Justin Peters, Entertainment and Arts Editor

I’m gonna be honest, I call war movies “bore movies” for obvious reasons. Except for the special few (Full Metal Jacket, Inglourious Basterds, Saving Private Ryan), they’re all pretty much the same. I could go on and on listing the similarities, but I’ll just say one: all of them take place during World War II, and for good reasons. World War I is BORING. It was a boring war, started for boring reasons, and it did not end all wars like it promised to. Why would anyone make a movie about it? However, director Sam Mendes made 1917 (a movie about WWI) so darn good, that I just have to talk about it. This may possibly be the only time I ever nerd out over WWI, so strap in.

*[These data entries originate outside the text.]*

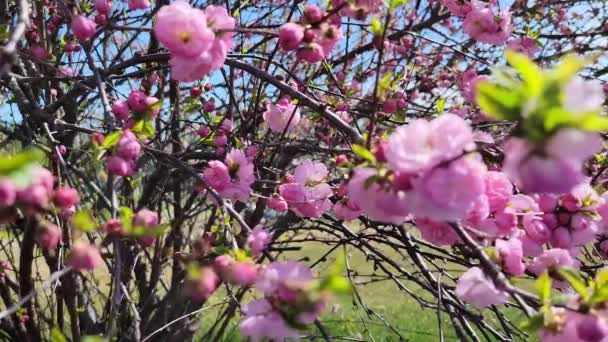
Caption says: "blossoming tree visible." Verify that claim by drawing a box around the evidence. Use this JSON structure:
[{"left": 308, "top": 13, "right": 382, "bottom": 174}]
[{"left": 1, "top": 0, "right": 608, "bottom": 341}]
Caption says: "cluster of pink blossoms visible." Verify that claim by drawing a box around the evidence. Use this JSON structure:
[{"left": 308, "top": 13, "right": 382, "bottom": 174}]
[
  {"left": 154, "top": 1, "right": 235, "bottom": 82},
  {"left": 202, "top": 149, "right": 255, "bottom": 203},
  {"left": 278, "top": 5, "right": 343, "bottom": 63},
  {"left": 331, "top": 0, "right": 384, "bottom": 20},
  {"left": 107, "top": 130, "right": 141, "bottom": 177},
  {"left": 111, "top": 90, "right": 161, "bottom": 123},
  {"left": 241, "top": 261, "right": 328, "bottom": 341},
  {"left": 439, "top": 0, "right": 513, "bottom": 45},
  {"left": 278, "top": 160, "right": 333, "bottom": 218}
]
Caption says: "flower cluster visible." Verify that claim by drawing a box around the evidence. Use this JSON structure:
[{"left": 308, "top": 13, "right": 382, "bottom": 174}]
[
  {"left": 279, "top": 160, "right": 333, "bottom": 218},
  {"left": 440, "top": 0, "right": 513, "bottom": 45},
  {"left": 107, "top": 130, "right": 141, "bottom": 177},
  {"left": 154, "top": 1, "right": 235, "bottom": 82},
  {"left": 279, "top": 5, "right": 343, "bottom": 63},
  {"left": 112, "top": 90, "right": 160, "bottom": 122}
]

The date is April 6th, 1917. The German army has pulled back from a sector of the Western Front in the north of France. General Erinmore (Colin Firth) briefs two young British soldiers, Lance Corporals, Tom Blake (Dean Charles-Chapman) and Will Schofield (George MacKay). Aerial reconnaissance has spotted that the Germans are not in retreat but have made a tactical withdrawal to their new Hindenburg Line, where they are waiting to overwhelm the British with artillery. With field telephone lines cut, Blake and Schofield are ordered to hand-deliver a message to the Second Battalion of the Devonshire Regiment, calling off their planned attack, which might cost the lives of 1,600 men including Blake’s brother Lieutenant Joseph Blake (Richard Madden).

The whole movie is filmed in the “one-shot” technique. This means that the film looks like it was shot in one take, but film has splices where it moves from one take to another. In total, the film has 34 cuts, which is astonishing. The splices are kind of obvious, but they’re so smooth, you barely notice. On top of that, the performances are insanely good, the score is sinister in it’s tone, the special effects are spectacular, and it’s historical accuracy is maybe a little too accurate. All in all, this film is one that no film buff and/or WWI buff (if such a person exists) should miss.